Contours and surface textures provide powerful cues used in image
segmentation and the analysis of object shape. To learn more about how
the visual system extracts and represents these visual cues, we studied
the responses of V2 neurons in awake, fixating monkeys to complex
contour stimuli (angles, intersections, arcs, and circles) and texture
patterns such as non-Cartesian gratings, along with conventional bars
and sinusoidal gratings. Substantial proportions of V2 cells conveyed
information about many contour and texture characteristics associated
with our stimuli, including shape, size, orientation, and spatial
frequency. However, the cells differed considerably in terms of their
degree of selectivity for the various stimulus characteristics. On
average, V2 cells responded better to grating stimuli but were more
selective for contour stimuli.
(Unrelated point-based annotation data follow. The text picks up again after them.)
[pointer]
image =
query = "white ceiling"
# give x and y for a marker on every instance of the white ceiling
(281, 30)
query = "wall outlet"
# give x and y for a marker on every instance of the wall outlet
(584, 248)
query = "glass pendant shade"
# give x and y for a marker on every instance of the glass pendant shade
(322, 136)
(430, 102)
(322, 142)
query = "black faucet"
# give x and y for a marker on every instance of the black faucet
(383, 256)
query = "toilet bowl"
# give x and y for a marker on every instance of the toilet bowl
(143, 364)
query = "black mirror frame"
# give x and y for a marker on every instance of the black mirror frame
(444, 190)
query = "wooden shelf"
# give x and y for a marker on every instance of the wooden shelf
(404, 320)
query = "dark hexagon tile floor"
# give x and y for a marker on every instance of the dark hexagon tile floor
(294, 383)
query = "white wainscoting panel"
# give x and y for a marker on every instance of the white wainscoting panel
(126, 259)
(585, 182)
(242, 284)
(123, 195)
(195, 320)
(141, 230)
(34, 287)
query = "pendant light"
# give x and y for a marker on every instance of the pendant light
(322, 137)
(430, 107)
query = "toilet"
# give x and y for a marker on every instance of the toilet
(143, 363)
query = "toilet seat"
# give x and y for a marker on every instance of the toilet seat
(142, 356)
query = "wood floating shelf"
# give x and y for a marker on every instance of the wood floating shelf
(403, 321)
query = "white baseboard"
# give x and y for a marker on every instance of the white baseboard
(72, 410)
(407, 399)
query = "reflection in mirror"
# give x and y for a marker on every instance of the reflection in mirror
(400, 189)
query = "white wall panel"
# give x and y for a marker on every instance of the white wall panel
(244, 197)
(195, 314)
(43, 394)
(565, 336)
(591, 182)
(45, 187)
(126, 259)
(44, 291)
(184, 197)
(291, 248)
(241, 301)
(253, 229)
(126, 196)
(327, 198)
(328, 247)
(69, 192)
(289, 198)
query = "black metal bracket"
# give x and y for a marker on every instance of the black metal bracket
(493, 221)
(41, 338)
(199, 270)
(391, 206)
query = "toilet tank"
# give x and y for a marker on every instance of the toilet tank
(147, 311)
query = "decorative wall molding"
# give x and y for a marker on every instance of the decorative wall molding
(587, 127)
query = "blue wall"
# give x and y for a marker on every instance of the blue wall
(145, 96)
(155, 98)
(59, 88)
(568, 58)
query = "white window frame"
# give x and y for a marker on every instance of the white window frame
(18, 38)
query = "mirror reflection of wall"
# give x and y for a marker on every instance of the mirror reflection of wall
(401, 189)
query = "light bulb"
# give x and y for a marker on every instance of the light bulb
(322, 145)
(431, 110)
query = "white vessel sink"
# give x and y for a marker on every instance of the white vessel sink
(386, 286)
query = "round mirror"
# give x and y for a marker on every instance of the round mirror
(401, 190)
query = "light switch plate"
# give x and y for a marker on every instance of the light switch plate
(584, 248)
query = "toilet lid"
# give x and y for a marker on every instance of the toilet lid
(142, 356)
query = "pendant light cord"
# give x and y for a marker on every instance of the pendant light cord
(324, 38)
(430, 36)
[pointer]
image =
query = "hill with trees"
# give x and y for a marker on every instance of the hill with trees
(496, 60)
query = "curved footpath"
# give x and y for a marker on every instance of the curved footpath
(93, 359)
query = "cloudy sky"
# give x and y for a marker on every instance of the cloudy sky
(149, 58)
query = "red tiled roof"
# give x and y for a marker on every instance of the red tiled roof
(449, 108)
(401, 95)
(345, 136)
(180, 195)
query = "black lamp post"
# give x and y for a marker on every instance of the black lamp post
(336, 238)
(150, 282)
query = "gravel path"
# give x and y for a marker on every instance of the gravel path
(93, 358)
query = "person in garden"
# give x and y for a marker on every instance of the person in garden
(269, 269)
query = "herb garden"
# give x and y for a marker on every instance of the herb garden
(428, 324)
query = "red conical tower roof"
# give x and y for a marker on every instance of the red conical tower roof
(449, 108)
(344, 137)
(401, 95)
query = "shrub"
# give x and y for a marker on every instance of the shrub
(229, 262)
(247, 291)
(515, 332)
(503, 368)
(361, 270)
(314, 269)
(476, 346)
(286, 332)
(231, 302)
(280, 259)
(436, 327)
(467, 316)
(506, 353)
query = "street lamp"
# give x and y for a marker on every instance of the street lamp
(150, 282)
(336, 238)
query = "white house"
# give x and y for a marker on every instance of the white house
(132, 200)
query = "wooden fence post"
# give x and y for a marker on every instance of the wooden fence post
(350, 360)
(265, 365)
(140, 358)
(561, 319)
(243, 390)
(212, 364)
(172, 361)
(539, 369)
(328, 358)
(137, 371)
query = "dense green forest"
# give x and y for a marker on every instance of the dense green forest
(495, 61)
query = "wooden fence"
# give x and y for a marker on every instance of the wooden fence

Metric multidimensional scaling and
principal components analysis showed that, as a population, V2 cells
show strong correlations in how they respond to different stimulus
types. The first two and five principal components accounted for 69%
and 85% of the overall response variation, respectively, suggesting
that the response correlations simplified the population representation
of shape information with relatively little loss of information.
Moreover, smaller random subsets of the population carried response
correlation patterns very similar to the population as a whole,
indicating that the response correlations were a widespread property of
V2 cells. Thus, V2 cells extract information about a number of higher
order shape cues related to contours and surface textures and about
similarities among many of these shape cues. This may reflect an
efficient strategy of representing cues for image segmentation and
object shape using finite neuronal resources.